Usually, the first thing I do with the paper proof is admire it. The books look good, to my biased eyes, and smell like books. Then, I brace myself for the editing pass. My first reader goes first, but I have to do my turn, trying to find every possible typo, awkward wording and extraneous word. It's helpful, in that task, to have the paper copy to mark up.

Without the paper copy to rely on, I made notes on paper regarding the digital proof I reviewed this year. (I also got my husband to write notes.) Thanks to my last class on writing creative nonfiction, I was more conscious of phrasing than I have been in the past. I noticed a particular word kept reappearing in the text, whether it was needed or not. Again and again, I wrote "that" when writing nothing would do. I almost did it just now ("I noticed that a particular word").
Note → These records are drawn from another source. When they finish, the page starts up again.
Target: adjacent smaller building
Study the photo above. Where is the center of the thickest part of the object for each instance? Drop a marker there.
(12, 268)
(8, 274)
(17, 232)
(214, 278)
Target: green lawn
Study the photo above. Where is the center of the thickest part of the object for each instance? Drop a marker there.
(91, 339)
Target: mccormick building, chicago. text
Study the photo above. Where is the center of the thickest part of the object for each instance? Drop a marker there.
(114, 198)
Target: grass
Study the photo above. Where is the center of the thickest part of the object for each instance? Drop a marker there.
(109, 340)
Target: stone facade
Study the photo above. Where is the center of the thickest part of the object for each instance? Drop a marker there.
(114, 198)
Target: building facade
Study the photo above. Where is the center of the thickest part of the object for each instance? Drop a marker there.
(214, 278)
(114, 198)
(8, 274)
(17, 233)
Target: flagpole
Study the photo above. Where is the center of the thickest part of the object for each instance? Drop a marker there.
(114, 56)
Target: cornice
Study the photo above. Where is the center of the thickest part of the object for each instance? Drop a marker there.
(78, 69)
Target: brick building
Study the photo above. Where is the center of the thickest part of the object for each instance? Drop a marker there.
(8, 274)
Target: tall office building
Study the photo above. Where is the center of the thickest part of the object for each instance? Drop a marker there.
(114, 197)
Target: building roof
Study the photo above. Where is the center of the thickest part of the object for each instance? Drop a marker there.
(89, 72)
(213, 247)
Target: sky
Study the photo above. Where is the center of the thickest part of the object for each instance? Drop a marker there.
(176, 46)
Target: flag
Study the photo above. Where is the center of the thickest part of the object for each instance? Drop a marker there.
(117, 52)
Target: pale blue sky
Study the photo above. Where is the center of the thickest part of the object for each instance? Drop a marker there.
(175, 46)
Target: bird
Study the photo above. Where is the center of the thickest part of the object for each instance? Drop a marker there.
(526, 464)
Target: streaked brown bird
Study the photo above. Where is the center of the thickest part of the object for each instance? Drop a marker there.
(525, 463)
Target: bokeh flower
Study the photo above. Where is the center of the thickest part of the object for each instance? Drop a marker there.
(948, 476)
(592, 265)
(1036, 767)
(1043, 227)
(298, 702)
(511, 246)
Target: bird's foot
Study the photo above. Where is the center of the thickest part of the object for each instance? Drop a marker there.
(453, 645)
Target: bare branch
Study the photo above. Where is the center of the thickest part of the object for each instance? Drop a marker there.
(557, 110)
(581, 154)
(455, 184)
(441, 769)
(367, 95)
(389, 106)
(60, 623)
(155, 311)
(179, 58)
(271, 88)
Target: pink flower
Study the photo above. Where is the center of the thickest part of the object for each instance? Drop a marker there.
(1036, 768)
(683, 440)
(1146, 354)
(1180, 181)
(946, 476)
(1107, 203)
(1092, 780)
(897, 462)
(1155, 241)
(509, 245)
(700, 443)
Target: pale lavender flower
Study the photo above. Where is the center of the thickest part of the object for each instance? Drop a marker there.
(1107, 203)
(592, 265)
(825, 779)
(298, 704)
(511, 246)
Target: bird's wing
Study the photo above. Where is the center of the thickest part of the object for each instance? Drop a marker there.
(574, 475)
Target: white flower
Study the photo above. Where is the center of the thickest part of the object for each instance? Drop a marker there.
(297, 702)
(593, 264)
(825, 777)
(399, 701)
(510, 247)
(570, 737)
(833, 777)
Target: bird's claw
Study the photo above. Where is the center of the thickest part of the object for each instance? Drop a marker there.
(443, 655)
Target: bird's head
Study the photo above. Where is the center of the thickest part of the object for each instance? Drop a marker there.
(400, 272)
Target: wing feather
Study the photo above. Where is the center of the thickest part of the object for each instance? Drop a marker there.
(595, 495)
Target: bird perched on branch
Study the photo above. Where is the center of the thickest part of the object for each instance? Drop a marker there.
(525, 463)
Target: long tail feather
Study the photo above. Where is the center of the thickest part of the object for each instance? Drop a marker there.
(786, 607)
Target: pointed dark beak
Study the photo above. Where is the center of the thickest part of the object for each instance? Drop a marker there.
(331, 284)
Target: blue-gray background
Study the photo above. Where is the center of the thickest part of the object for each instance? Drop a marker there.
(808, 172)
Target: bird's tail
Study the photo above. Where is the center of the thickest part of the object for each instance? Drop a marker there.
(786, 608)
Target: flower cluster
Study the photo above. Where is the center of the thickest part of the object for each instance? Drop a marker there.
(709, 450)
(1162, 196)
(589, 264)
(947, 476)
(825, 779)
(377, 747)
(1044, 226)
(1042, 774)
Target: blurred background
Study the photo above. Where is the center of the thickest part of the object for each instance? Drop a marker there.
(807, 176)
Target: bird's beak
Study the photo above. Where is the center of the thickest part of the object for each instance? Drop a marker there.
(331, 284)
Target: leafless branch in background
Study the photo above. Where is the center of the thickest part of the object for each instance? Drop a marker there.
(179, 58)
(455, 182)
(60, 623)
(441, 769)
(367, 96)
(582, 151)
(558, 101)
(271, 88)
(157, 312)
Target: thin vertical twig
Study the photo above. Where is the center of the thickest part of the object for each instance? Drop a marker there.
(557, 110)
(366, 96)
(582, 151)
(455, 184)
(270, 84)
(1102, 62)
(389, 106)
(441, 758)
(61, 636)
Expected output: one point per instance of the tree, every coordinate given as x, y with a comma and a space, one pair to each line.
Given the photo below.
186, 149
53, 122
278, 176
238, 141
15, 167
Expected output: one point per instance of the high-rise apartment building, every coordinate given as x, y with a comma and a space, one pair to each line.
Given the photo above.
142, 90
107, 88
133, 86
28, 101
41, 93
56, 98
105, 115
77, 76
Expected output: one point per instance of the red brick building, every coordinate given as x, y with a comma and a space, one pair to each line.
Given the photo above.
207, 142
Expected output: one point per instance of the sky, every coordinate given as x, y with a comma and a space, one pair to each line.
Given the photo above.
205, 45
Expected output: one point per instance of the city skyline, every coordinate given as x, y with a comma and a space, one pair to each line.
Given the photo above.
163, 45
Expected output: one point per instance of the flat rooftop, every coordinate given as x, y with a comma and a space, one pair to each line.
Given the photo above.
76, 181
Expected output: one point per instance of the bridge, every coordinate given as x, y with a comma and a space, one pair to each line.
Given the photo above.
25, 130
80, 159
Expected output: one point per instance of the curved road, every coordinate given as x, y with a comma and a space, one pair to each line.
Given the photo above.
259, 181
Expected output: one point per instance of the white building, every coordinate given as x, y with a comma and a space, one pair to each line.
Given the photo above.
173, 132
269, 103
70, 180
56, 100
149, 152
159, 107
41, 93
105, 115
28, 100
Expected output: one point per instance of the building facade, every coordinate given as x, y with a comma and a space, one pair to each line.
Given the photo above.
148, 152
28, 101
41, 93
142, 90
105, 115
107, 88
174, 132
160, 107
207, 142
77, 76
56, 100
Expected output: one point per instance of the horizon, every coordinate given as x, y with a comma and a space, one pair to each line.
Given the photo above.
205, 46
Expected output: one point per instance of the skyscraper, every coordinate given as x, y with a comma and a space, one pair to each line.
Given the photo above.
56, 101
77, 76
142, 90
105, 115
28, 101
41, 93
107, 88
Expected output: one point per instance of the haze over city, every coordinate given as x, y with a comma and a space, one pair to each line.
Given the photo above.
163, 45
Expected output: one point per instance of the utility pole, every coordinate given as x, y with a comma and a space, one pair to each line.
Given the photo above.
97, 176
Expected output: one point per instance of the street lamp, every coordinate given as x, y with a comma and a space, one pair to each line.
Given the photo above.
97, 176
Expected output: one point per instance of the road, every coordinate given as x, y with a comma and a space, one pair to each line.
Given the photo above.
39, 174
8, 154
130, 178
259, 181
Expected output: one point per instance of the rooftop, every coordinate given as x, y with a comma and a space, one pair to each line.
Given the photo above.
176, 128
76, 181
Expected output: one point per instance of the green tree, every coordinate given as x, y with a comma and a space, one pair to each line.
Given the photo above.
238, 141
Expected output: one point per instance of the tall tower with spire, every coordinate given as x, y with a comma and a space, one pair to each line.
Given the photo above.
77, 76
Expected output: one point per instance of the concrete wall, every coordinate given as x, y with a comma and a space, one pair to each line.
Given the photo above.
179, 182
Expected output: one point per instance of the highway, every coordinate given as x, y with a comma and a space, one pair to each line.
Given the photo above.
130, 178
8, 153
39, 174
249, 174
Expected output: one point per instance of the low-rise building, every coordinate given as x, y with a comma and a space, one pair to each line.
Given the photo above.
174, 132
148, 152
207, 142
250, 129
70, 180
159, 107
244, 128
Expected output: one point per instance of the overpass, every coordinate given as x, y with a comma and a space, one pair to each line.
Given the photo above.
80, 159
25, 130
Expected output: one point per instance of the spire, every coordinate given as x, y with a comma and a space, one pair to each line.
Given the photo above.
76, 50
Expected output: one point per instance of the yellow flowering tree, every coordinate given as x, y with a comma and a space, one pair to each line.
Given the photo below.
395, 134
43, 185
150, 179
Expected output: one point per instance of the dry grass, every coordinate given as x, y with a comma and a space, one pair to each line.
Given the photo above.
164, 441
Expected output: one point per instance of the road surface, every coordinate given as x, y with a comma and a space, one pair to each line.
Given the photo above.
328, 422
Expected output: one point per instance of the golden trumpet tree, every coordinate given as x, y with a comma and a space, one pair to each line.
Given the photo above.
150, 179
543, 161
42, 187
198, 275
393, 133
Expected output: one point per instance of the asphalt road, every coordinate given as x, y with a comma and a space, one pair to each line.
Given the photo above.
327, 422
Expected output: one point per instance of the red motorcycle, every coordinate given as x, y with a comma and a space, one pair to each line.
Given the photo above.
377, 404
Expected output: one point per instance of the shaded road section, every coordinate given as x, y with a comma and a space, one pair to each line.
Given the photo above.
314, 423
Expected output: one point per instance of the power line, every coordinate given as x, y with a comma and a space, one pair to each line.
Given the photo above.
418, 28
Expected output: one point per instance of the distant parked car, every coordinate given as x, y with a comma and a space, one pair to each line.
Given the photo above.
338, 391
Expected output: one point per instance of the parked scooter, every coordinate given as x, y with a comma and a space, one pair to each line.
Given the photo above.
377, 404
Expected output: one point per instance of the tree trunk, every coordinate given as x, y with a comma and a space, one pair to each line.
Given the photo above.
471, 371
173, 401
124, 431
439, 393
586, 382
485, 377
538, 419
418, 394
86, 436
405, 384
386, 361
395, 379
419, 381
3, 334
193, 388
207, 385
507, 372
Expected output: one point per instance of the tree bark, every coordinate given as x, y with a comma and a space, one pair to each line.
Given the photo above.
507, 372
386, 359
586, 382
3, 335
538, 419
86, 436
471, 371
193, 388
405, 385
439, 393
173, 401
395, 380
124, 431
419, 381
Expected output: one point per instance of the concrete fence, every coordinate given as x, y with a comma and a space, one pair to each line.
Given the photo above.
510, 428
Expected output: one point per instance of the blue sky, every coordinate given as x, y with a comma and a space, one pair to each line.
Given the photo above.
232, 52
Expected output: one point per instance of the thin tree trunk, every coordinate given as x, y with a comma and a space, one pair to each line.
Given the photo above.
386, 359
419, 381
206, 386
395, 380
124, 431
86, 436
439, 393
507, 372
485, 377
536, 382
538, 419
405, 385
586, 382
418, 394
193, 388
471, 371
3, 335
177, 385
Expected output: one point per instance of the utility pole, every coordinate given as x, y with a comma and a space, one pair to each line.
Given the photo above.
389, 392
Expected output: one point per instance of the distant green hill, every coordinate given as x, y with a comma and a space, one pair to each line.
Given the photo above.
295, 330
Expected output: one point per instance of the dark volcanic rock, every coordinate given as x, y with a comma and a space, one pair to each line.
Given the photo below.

I know in my initial pass, I caught some of the instances of "that," and marked them for change. But I knew there might be more. And so, after Ambrose and I had both done our read-throughs, and I had made my corrections, I used a writer's most awesome tool: Ctrl+F.

Some of my "that" uses were legitimate. Used as a pronoun? Keep it. That's fine. "At that time" - delete them all! And my uses were, while not ungrammatical, excessive and unnecessary to the flow of the sentences. I left quite a few in the text, but I also deleted over 200 of them. Maybe 300. The version of Word I'm using doesn't count them. I also went after "actually" and "really" with the word hatchet.

And I think that the text is improved for the cuts. It has enough "that," but no more.